I’ve been paying attention to labor issues for a long time. What I’ve learned is this: Americans will never have a collective, coherent appreciation of people working for others who profit from that work.

Brandi McNease announces March 27 that Chipotle Mexican Grill will pay workers at its former Augusta location $240,000 for breaching labor laws. McNease, who led efforts to unionize Chipotle workers at the restaurant, detailed the settlement at a news conference outside the shuttered restaurant at Marketplace at Augusta. Jessica Lowell/Kennebec Journal, File

This year, a Chipotle in Augusta settled and remained closed rather than having its representatives attend a National Labor Relations Board hearing as its workers tried to form a union. Last year, Starbucks in the Old Port closed a month after its workers formed a union. Earlier this summer, all it took was a one-day strike by Little Dog Cafe workers in Brunswick to compel the bosses to call it quits.

The immediacy of our news cycles obliterates our desire to reach back for historical context – unless you’re a history nut, and who wants to listen to that guy at a backyard barbecue on Labor Day weekend?

Here’s an example. A few weeks ago, a college buddy of mine had a cordial, brief discussion with our friend and next-door neighbor, including this exchange:

“Nobody wants to work anymore.”

“Actually, that’s not true. Unemployment is at its lowest point in, like, forever.”


And then they talked about dogs and bees, which was probably a good idea.

We have always been like this, long before social media and the digital age or even television. The socialist, political activist and trade unionist Eugene Debs organized one of the most disruptive labor strikes in American history in 1894. It landed him in prison. He ran for U.S. president in 1912 and 1920 as a Socialist Party candidate, collecting nearly a million votes each time. While he wasn’t a real threat to our political and economic institutions, he ended up in federal prison in 1918 because of his efforts on behalf of organized labor (and his anti-war speeches). And a million people still voted for him to run the country.

John Reed, a journalist, activist and political wrecking ball, wrote stirring accounts of striking coal miners in Ludlow, Colorado, from 1913 to 1914 and Paterson, New Jersey, silk workers in 1913. These labor stoppages earned the wrath of company owners, local police and (in Ludlow) the National Guard. Reed’s advocacy for labor unions and his contempt for wars benefiting uber-capitalists earned him four separate indictments for sedition or related charges. None of his cases ended with conviction, but our federal government exacted revenge by letting Reed rot in solitary confinement in Finland in 1920 after he tried to escape Russia (the Bolsheviks also got sick and tired of his agitation).

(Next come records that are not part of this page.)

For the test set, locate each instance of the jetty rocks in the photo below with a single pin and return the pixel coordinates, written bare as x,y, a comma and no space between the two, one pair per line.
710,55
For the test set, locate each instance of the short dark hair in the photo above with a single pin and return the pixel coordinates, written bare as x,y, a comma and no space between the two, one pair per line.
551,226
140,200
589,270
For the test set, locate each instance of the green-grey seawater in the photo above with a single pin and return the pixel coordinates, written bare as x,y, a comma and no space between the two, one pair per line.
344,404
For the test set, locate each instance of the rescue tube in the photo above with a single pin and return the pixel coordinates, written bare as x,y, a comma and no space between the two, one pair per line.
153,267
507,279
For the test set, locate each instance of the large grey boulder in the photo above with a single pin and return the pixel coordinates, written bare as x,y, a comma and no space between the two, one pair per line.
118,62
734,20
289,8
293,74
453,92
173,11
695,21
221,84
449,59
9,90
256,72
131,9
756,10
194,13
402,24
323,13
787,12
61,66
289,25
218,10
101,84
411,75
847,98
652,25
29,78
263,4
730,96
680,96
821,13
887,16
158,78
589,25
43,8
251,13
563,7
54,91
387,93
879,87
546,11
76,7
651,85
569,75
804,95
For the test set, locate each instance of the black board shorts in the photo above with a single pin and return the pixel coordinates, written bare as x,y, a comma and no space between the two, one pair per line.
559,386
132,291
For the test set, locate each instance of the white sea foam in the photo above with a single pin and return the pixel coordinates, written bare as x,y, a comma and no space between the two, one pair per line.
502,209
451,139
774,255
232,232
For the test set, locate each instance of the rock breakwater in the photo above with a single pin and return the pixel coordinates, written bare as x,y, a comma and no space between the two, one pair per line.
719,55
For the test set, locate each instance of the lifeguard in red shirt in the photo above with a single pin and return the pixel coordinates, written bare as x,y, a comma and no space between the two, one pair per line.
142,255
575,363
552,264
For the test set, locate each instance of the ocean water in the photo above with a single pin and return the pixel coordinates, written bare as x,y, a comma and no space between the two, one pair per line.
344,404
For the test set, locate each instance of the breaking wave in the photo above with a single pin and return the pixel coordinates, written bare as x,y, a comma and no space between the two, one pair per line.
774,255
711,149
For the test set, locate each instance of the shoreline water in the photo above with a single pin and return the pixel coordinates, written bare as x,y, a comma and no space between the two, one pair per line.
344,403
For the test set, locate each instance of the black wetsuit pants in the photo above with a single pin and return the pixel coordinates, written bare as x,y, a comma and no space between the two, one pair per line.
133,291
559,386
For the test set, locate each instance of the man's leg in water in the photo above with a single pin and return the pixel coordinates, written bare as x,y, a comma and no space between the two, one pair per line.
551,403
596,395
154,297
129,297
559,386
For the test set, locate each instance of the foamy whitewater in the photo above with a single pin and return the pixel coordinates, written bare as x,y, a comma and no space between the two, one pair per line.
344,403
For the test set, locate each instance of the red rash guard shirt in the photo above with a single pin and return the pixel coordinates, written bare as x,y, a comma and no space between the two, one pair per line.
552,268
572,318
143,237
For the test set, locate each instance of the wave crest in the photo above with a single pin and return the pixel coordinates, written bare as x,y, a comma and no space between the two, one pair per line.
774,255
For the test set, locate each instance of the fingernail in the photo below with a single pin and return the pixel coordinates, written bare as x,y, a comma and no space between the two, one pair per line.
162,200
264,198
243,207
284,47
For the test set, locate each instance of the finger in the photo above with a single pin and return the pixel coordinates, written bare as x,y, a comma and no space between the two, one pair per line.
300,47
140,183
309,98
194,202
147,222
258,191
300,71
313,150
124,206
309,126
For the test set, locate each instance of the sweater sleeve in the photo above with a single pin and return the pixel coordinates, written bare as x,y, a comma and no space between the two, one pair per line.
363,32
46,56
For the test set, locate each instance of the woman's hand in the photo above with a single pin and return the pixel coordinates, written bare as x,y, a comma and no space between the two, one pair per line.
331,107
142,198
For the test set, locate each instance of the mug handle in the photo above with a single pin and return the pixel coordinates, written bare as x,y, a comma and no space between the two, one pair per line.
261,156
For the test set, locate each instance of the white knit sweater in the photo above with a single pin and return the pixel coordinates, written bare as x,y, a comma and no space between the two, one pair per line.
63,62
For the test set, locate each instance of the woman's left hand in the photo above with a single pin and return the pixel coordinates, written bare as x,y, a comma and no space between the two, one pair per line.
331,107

Halfway through the 20th century, Congress gave organized labor a smackdown with the Taft-Hartley Act, which banned sympathy strikes, secondary boycotts and secondary picketing. The law also placed restrictions on a union’s ability to collect dues from all members of its bargaining unit. President Truman vetoed the law, but the only thing Congress needed for an override was this nugget: Unions were embracing communists!

Today, when labor unions fight for worker rights, are they freaking out their fellow Americans? I think the answer is “yes.”

Is it because we are afraid of another Eugene Debs, or John Reed, or union-backed terrorism, like the bombing of the Los Angeles Times building in 1910? No. But we may be conditioned, for generations, to believe that labor union power is a direct line to socialism, which is … a direct line to the End of the American Way of Life As We Know It? What does that mean?


It means that we are still OK with 69% of our wealth owned by 10% of our earners.

We are still OK with stereotypes of unions protecting the jobs of bad teachers, bad cops and cardboard-cutout bureaucrats.

I am not a big fan of the remote workplace, but I find the conversation – and the debate – fascinating. I think workers are asserting themselves. They are delivering a message to their bosses, a message rooted in the beliefs of those who were assaulted, jailed or killed (the “Ludlow Massacre” of 1914) for pushing back over working conditions.

Here’s a radical idea: One hundred and twenty-nine years after the Pullman Strike of 1894, when an eight-hour work day was the No. 1 goal for Eugene Debs, workers may be wondering if the standard eight-hour work day is antiquated. As our son-in-law told us a few years ago, “That’s why we have meetings – to make sure we’re all busy.”

Harry Truman famously said there is no limit to what you can accomplish in life as long as you don’t care who gets the credit. Right now, according to The New York Times, fewer than one of every 1,000 hourly workers in the U.S. are making the federal minimum wage of $7.25. More than two dozen national-brand companies are paying $14 per hour or more for entry-level jobs, even though most state laws don’t require them to do so.

Is anyone going to give labor unions credit for moving the dialogue in that direction? Probably not. But we still need them.